An intelligent zero trust secure framework for software defined networking

PeerJ Comput Sci. 2023 Nov 17:9:e1674. doi: 10.7717/peerj-cs.1674. eCollection 2023.

Abstract

Software-defined networking (SDN) faces many of the same security threats as traditional networks. The separation of the SDN control plane and data plane makes the controller more vulnerable to cyber attacks. The conventional "perimeter defense" network security model cannot prevent lateral movement attacks caused by malicious insider users or hardware and software vulnerabilities. The "zero trust architecture" has become a new security network model to protect enterprise network security. In this article, we propose an intelligent zero-trust security framework IZTSDN for the software-defined networking by integrating deep learning and zero-trust architecture, which adopts zero-trust architecture to protect every resource and network connection in the network. IZTSDN uses a traffic anomaly detection mode CALSeq2Seql based on a deep learning algorithm to analyze users' network behavior in real-time and achieve continuous tracking and analysis of users, restrict malicious users from accessing network resources, and realize the dynamic authorization process.
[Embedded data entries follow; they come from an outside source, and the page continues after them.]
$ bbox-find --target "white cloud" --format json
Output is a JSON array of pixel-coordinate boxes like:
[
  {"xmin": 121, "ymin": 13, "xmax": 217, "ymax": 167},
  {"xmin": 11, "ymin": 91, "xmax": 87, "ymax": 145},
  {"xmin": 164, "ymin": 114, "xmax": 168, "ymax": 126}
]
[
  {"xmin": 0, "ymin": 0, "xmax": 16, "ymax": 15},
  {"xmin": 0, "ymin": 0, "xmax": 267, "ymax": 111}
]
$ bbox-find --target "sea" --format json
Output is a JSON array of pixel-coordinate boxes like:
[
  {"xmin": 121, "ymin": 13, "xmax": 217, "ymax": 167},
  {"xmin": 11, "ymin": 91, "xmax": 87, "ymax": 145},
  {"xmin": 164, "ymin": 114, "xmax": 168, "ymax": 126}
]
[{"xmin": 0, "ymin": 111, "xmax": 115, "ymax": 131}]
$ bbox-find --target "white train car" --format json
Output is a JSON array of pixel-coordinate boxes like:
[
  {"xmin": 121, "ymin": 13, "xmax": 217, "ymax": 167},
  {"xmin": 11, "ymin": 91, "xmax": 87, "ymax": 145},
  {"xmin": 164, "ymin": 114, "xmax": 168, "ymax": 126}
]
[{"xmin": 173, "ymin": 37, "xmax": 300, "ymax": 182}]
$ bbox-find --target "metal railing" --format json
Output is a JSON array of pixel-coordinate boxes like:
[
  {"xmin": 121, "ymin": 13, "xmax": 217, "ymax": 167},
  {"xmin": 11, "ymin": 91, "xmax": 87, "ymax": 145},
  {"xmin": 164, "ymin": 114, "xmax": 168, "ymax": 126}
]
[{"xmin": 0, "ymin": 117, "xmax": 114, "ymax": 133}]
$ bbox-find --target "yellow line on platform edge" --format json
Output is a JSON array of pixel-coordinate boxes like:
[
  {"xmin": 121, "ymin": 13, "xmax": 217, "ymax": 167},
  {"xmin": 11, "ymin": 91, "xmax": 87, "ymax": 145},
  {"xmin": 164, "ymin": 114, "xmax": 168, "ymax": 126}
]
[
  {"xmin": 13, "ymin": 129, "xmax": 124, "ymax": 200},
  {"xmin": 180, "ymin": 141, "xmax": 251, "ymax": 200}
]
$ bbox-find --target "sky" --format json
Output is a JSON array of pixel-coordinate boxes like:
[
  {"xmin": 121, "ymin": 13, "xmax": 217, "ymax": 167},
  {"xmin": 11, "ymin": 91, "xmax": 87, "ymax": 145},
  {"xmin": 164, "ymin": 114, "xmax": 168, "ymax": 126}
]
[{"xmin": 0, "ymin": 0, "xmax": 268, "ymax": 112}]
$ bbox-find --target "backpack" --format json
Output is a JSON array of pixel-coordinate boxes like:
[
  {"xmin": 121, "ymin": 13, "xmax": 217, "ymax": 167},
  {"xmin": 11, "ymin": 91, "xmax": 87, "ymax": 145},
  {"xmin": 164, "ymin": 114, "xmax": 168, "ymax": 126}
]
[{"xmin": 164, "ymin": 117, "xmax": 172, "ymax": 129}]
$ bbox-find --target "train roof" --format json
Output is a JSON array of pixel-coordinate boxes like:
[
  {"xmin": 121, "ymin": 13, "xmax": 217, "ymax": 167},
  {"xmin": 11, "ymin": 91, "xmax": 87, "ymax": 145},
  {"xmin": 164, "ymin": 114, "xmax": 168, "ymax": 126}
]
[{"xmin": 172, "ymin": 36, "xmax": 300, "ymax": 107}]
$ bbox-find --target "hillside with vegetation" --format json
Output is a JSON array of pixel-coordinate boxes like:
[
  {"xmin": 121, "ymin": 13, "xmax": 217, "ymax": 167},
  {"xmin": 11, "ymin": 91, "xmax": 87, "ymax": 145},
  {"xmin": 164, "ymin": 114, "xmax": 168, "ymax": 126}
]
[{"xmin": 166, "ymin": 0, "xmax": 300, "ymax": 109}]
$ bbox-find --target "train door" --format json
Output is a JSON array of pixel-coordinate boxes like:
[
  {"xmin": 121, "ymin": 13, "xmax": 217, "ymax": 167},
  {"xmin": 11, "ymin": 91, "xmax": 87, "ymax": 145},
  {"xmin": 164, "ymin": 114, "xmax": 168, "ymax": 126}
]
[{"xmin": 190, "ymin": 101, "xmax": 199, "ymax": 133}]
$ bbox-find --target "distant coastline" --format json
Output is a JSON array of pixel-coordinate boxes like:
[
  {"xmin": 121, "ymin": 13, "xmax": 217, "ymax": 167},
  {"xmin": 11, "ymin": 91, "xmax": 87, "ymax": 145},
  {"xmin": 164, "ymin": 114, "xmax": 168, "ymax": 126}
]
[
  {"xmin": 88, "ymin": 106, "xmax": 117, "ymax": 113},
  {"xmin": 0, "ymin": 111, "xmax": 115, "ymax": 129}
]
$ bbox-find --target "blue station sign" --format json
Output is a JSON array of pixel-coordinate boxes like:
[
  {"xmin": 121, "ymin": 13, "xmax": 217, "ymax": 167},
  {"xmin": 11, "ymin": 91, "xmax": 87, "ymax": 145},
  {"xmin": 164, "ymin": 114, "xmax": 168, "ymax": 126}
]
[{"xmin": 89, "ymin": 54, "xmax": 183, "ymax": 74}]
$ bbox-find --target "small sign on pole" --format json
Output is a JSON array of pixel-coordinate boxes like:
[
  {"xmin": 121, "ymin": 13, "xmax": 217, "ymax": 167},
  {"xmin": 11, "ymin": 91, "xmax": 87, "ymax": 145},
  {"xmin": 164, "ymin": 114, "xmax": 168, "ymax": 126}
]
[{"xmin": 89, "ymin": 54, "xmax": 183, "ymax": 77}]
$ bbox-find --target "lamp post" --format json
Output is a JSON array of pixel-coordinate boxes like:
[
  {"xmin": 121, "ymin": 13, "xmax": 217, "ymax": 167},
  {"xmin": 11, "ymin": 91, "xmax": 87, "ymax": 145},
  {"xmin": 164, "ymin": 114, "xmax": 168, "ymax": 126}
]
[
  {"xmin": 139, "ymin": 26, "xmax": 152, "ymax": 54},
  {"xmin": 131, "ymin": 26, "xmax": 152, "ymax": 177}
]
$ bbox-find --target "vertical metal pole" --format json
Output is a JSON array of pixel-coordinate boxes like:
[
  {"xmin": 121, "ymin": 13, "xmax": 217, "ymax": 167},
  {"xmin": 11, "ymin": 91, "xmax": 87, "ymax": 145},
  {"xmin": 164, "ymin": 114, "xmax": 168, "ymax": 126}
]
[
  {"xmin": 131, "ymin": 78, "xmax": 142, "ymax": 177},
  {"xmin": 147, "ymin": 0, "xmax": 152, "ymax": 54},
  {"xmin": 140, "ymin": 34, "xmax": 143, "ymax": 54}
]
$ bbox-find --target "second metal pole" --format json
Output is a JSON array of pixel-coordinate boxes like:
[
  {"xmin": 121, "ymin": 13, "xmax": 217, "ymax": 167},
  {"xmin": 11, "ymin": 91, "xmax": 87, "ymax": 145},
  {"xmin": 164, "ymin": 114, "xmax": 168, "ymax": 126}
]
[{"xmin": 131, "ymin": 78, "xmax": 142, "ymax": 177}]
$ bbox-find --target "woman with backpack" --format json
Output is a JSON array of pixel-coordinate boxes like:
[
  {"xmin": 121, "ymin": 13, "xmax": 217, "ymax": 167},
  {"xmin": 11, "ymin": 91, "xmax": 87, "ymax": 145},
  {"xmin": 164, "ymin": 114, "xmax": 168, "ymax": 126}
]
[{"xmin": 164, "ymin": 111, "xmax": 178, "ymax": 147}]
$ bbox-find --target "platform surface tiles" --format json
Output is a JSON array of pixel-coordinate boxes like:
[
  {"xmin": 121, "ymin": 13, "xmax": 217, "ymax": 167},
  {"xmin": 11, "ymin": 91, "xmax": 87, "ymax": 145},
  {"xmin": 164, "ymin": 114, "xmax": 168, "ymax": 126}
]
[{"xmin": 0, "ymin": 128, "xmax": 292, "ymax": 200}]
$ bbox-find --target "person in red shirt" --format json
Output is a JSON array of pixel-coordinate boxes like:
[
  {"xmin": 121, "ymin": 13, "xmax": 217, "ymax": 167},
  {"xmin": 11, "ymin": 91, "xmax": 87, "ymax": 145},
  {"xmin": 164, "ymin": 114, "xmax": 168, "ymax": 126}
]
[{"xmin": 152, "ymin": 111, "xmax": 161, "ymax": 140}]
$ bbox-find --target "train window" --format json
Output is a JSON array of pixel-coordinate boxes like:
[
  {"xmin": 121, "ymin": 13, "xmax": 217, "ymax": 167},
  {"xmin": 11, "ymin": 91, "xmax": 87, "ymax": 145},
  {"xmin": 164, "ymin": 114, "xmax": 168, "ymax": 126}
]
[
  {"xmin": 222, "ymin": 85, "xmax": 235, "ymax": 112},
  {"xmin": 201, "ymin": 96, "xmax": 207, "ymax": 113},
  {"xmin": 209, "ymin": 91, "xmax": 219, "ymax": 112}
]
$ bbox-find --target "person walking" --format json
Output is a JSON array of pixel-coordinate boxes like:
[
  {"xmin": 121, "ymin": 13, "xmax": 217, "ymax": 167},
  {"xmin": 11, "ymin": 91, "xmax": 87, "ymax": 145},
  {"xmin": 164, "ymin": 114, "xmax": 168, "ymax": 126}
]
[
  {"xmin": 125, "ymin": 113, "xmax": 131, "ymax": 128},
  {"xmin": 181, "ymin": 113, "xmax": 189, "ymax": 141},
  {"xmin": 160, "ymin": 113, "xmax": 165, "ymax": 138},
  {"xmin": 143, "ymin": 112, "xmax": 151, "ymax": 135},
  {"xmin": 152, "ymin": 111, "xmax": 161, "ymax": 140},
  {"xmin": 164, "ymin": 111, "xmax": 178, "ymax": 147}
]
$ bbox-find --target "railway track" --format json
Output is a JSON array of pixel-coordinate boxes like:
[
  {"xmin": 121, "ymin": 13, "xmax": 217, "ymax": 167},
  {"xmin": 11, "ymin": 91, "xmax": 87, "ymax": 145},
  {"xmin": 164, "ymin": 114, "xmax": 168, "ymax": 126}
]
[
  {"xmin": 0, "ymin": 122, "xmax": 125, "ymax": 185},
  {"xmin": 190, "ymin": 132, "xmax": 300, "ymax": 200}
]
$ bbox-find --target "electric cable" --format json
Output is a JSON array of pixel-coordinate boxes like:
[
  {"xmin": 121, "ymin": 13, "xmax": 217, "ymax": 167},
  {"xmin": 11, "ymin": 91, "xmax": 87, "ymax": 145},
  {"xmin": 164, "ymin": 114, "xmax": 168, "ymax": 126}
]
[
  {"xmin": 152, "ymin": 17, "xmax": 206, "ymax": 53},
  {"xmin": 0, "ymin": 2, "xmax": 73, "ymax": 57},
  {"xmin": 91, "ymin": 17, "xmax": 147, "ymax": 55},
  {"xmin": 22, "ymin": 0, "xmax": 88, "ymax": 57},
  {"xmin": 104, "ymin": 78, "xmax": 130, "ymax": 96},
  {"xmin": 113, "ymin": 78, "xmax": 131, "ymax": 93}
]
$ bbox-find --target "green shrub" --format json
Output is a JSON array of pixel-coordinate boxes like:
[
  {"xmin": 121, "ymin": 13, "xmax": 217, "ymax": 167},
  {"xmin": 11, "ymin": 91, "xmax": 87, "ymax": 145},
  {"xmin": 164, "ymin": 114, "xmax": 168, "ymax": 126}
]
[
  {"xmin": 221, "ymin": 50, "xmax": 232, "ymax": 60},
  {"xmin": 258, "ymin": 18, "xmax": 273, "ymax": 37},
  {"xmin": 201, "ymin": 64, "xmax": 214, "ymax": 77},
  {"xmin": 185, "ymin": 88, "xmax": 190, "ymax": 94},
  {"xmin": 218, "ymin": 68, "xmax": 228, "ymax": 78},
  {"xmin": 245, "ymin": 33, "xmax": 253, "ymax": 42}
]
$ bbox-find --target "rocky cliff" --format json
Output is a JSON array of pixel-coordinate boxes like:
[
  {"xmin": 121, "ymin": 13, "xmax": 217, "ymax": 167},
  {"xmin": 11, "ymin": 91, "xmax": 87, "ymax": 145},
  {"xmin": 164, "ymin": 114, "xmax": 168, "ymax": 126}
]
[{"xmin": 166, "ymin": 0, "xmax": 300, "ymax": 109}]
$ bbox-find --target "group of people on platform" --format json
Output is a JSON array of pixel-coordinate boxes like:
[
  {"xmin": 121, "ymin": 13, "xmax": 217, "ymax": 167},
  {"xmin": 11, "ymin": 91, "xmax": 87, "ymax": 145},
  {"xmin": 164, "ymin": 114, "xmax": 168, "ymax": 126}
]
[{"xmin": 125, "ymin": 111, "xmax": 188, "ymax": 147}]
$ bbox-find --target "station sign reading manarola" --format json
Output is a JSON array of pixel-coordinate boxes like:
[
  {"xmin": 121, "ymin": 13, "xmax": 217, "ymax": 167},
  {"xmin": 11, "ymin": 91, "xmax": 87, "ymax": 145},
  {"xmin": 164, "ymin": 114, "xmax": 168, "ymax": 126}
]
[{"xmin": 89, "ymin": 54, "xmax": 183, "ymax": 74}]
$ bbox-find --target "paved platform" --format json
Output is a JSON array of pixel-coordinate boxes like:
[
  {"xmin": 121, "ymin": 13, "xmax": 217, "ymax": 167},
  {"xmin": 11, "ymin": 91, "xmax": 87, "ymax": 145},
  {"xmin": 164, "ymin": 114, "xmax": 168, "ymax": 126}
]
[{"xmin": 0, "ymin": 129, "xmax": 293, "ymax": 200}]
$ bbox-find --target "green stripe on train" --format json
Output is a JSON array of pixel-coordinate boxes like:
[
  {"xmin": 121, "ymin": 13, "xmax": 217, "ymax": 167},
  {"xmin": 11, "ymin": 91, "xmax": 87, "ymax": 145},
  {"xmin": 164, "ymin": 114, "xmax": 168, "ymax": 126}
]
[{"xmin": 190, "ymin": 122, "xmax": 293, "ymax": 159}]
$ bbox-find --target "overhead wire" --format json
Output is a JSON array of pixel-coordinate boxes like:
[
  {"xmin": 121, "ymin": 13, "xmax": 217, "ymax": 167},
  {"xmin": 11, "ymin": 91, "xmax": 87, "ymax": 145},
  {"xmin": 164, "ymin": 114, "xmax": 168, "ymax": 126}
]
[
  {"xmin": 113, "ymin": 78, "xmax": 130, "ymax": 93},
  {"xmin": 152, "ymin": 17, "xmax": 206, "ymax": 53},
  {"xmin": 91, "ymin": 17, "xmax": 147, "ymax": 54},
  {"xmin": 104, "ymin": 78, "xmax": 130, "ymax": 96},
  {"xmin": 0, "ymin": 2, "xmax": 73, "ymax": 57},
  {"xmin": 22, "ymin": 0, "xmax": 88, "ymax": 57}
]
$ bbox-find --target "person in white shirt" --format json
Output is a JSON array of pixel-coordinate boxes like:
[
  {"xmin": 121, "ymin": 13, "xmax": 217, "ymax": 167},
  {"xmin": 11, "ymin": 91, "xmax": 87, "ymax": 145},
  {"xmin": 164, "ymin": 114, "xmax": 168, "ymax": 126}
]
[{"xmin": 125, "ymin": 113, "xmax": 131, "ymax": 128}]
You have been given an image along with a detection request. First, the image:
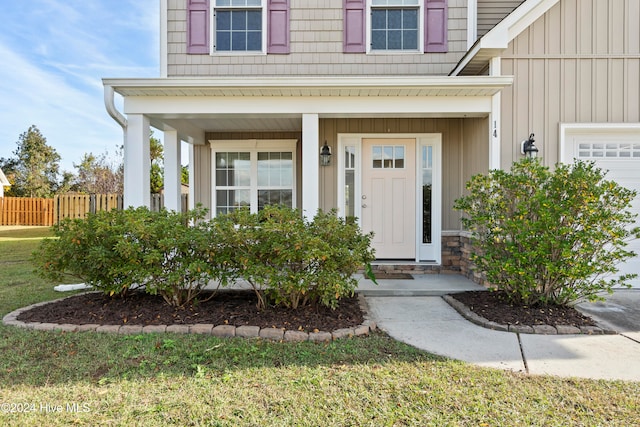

Finally, the Mininet simulation platform is extended to build the simulation platform MiniIZTA supporting zero-trust architecture and the proposed security framework IZTSDN is experimentally analyzed. The experimental results show that the IZTSDN security framework can provide about 80.5% of throughput when the network is attacked. The accuracy of abnormal traffic detection reaches 99.56% on the SDN dataset, which verifies that the reliability and availability of the IZTSDN security framework are verified.

Keywords: Abnormal flow detection; Deep learning; Dynamic authentication authorization; Software-defined networking; Zero trust architecture.

Grants and funding

This work was supported by the National Natural Science Foundation of China (Grant Nos. 61461027), the Gansu Provincial Science and Technology Program Fund (20JR5RA467), and the Lanzhou University of Technology Graduate Program. The funders had no role in study design, data collection and analysis, decision to publish, or preparation of the manuscript.